# Help decorating master bedroom!!



## adgjqetuo (Oct 21, 2011)

Can anyone give any suggestions for our master bedroom? We painted, put in new carpet and hand-built our bed this past winter, and that's where it has stayed for the past 4 months. We are awful at decorating rooms!

Here are some pictures as well as a floor plan.

Note - We tried the dresser in front of the bed, but that only left a little over 3' of walking room between the bed and dresser and my wife likes the extra pass-by area.

We thought about hanging family pictures in the hallway, and maybe some canvas above the bed. Also, the mirror on the floor we thought about putting landscape above the dresser.

We are REALLY stuck on the long wall facing the bed. Naturally a TV would hang there, but as of now we don't really want to put a TV in our bedroom - maybe down the road we'll put a smaller 32" there but for now we'd like to keep our room TV free.

My wife thought about hanging pictures, but i'm afraid of it looking like an art gallery.

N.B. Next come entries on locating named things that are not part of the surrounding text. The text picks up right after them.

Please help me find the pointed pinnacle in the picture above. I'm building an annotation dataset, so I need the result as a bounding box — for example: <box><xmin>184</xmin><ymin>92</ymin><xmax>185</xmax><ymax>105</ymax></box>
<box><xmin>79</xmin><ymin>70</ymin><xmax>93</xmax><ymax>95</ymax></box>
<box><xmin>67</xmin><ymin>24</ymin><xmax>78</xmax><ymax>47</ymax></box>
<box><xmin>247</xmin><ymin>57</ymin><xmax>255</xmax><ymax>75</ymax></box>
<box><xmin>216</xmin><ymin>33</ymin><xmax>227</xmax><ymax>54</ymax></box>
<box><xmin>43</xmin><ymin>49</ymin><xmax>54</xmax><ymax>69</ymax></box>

Any and all suggestions welcome!!


----------



## Startingover (Apr 18, 2012)

What Ive done is go to a bookstore and start looking at magazines for ideas, for color schemes and decorating ideas. Look online at Bed, Bath and Beyond or Pottery Barn. Do you like a contemporary or traditional look? I personally like paintings on walls. Go ahead and hang that mirror. What about some free floating staggered shelves on your wall, opposite the bed, with momentos from vacations, or whatever your interests are? I also like chairs in a bedroom, someplace to set my purse, or whatever. What about a padded bench along that wall, under some shelves. You could probably make a bench yourself.

Good workmanship on the bed. Don't you need a 2nd nightstand or table on the other side?

You have a great space and lots of potential.


----------



## bonniebee425 (Jul 15, 2014)

*Great Color Palette*

Hi, Have you thought of using signs on some of your walls? They make a big impact for not alot of investment. Also, I love the colors you have chosen, you've got a very nice color palette with which to work. You can go red, gray or black or white. Lots of choices there!

https://www.etsy.com/shop/ScriblzDesignStudio


----------



## focusmount (Jul 16, 2014)

put a TV is a good idea


----------



## cincinnati guy (Apr 10, 2014)

What color is that? My wife seen it and loved it!


----------



## builder112 (Jul 25, 2014)

I would replace red with different color maybe beige


----------



## adgjqetuo (Oct 21, 2011)

cincinnati guy said:


> What color is that? My wife seen it and loved it!


Behr - color #790A-3


----------



## luckybabydoll (Jun 18, 2014)

Your mater bedroom is big enough,but it looks so empty，I give you several ideal.
1.Change a different simple carpet 
2.add some adornment on you all,a photo frame wall clock will be well.you can have a look ad living123.com,It provides kinds of clock.
3.A TV or computer in your bedroom.


----------



## Pat Martin (Jul 9, 2014)

Not sure if this suggestion is too late, but there is always the option to get a wall decal, or some form of stencil for a nice big image. It doesn't have to be radical, just something that suits.


----------



## adgjqetuo (Oct 21, 2011)

Thanks - we wound up buying the rest of the furniture and using a smaller TV from downstairs even though we originally didn't want one in our bedroom. Even though we won't use it much, it may be nice for sick days! Plus it gave me an excuse to buy a 50" LED to replace it in our living room! 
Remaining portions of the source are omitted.